O Rio de Janeiro, saiu na frente, a Lei Estadual de autoria do deputado Paulo Ramos (PDT-RJ), proíbe o uso de sacolas plásticas. Vem aí as embalagens biodegradáveis!!!! Só que empaca na infra-estrutura por trás da lei. Ora, lei sancionada, todos os mecanismos para o cumprimento da lei devem estar a disposição da população, e um dos exemplos mais paradoxais é o uso de sacolas plásticas para lixo, quer dizer se tira dos supermercados as ditas sacolas, e entra em cena as sacolas para o lixo!
O problema é simples: as normas dos condomínios e no serviço público de coleta de lixo exigem o acondicionamento do lixo orgânico em sacolas plásticas antes do despejo nos pontos de coleta. 90% das sacolas de compras são reaproveitadas pelas pessoas para o acondicionamento do lixo doméstico.
E agora José???
O governo já tem solução para o lixo doméstico SEM sacolas plásticas???
Acho contraditório continuarmos usando sacos plásticos para o lixo. Se o problema é o plástico no lixo, então não vejo lógica em acabar com as bolsas de supermercado e passarmos a comprar sacos plásticos para o lixo.
E os produtos industrializados que já estão embalados. Por que embrulhá-los duas vezes? Já para os produtos orgânicos (vegetais, carnes, etc.) existem os sacos plásticos transparentes, que são embalados para a pesagem.
O uso de fibras vegetais limitaria o uso na fabricação das novas embalagens, o que as tornam mais caras, e nos reporta à mesma discussão sobre os danos desses materiais na natureza. Um material sintético que leve 100, 90, ou 20 anos para se decompor não é necessariamente politicamente correto. Principalmente se estiver no estômago de um animal marinho. Também o processamento deste "novo" material seria mais caro, pela pouca oferta de matéria-prima.
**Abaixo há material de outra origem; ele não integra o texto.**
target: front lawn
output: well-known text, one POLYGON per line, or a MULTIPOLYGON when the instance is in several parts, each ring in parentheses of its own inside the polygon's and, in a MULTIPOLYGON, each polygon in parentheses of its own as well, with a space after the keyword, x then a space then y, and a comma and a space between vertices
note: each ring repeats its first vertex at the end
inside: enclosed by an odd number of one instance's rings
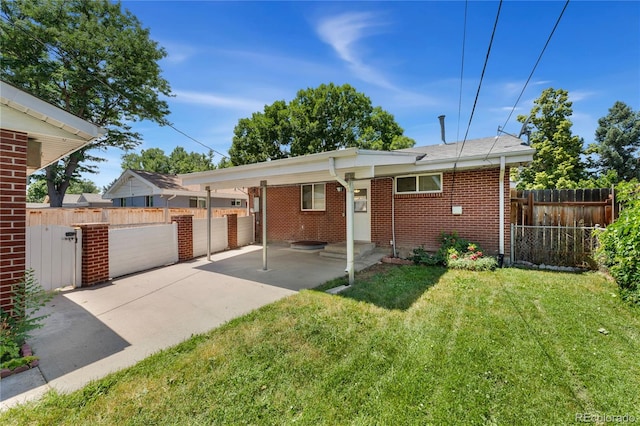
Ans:
POLYGON ((0 423, 640 422, 640 310, 616 294, 595 273, 377 266, 0 423))

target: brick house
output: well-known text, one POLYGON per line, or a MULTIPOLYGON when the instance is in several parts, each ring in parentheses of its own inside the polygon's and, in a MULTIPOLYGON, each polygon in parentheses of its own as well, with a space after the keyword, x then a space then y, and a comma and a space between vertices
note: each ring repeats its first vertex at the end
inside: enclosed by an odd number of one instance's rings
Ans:
POLYGON ((0 81, 0 307, 25 272, 27 177, 104 130, 0 81))
MULTIPOLYGON (((197 185, 187 186, 180 176, 145 170, 125 170, 102 198, 113 207, 201 207, 206 206, 206 191, 197 185)), ((211 207, 247 208, 246 192, 224 189, 211 193, 211 207)))
POLYGON ((274 242, 346 241, 351 278, 354 241, 406 255, 419 246, 435 251, 439 235, 455 231, 504 256, 509 172, 534 152, 502 135, 391 152, 348 148, 182 179, 203 188, 247 188, 253 210, 266 210, 256 215, 256 241, 261 234, 274 242))

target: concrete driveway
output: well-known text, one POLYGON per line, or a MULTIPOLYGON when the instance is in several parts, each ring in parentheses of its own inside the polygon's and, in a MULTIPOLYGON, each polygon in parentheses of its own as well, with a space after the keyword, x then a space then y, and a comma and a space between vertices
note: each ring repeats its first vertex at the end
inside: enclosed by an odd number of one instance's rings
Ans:
MULTIPOLYGON (((372 254, 356 269, 382 257, 372 254)), ((135 364, 193 334, 344 275, 346 262, 317 251, 248 246, 211 257, 62 291, 41 312, 45 326, 29 340, 40 366, 0 381, 0 408, 49 389, 71 392, 135 364)))

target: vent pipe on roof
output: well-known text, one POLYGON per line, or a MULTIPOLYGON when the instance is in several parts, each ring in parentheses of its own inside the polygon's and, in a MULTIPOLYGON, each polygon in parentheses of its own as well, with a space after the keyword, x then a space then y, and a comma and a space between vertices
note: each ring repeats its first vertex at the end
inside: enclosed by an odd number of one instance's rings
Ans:
POLYGON ((438 116, 438 120, 440 120, 440 137, 442 138, 442 143, 446 145, 447 141, 444 138, 444 115, 438 116))

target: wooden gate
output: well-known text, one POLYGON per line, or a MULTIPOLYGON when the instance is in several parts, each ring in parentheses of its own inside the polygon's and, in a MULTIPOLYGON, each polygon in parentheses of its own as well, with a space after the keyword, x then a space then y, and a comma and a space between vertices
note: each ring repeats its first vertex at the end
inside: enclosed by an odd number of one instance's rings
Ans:
POLYGON ((82 280, 82 231, 68 226, 27 227, 26 267, 45 290, 79 286, 82 280))

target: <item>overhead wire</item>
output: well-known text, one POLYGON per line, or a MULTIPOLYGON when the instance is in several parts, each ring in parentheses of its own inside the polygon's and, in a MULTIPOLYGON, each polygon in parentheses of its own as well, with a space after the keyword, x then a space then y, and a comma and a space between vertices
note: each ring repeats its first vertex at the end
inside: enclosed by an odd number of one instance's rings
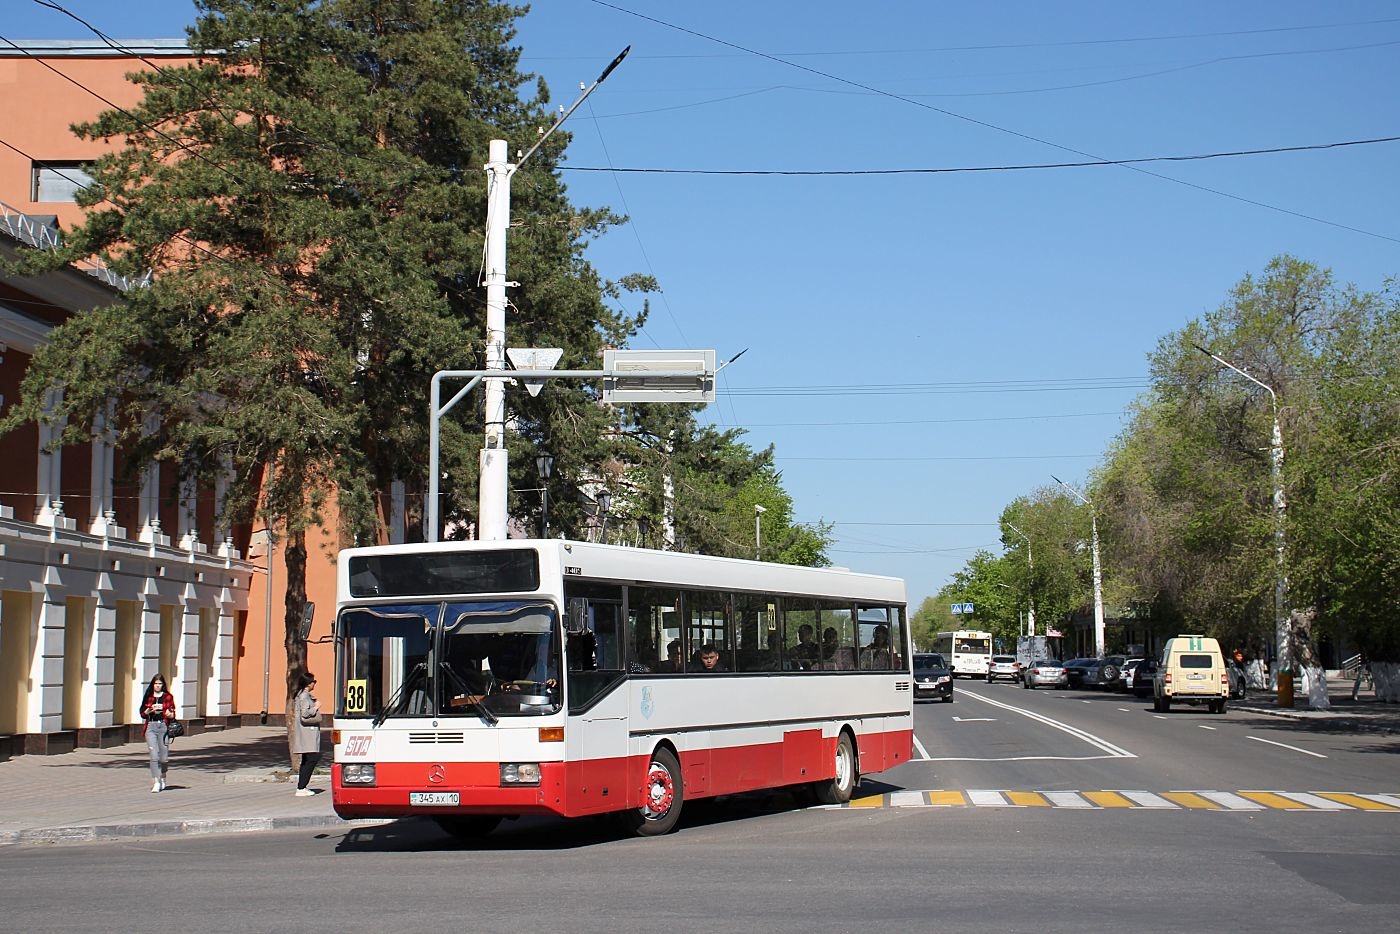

Então, será que a verdadeira intenção de alguns defensores das embalagens politicamente corretas é meramente comercial e política? As chamadas embalagens biodegradáveis, inclusive o plástico, são bem mais caras que as atuais devido à pouca oferta de matéria prima para sua confecção. E quem é que vai pagar a conta? O consumidor. Alguém vai dizer: mas o comércio não pode oferecer bolsas de graça? Seria uma forma de marketing. Resposta: O comércio nunca deu bolsa plástica de graça. O custo está embutido e diluído no preço dos produtos. O "de graça" não existe.
Nos EUA, até hoje usam-se, majoritariamente, os sacos de papel pardo.
Na Europa em vez de latas, que dependem de coleta periódica, bocas de lixo. Através das escotilhas, os cidadãos jogam os sacos. A partir daí, começa um show de tecnologia.
Todas as bocas de lixo são conectadas a um gigantesco sistema de tubulação enterrado a pelo menos, cinco metros da superfície. Trata-se de um grande sugador, que aspira o lixo de hora em hora, dia e noite, o ano inteiro.
Todas as iniciativas para preservar o planeta devem ser PRIORIDADE, mas sem demagogia. O planeta é um só, precisamos nos convencer disso.
Enquanto não houver solução, o destino dessa lei é o mesmo de todas as outras que não são acompanhadas de infra-estrutura para o seu cumprimento, a discussão na mesa do bar, regada a choppinho. A iniciativa foi louvável, mas há que se educar o povo, há que se aparelhar o estado.
Chega de poluir o planeta e matar os animais marinhos.
Enquanto isso convoco você a fazer a sua parte, use sacolas de papel ou lonita, vá ao supermercado com caixas de papelão, e incentive as pessoas as quais o seu raio de ação permitir, quem sabe com o trabalho de formiguinha, minoremos o problema?
Seja responsável pelo nosso planeta, faça a sua parte!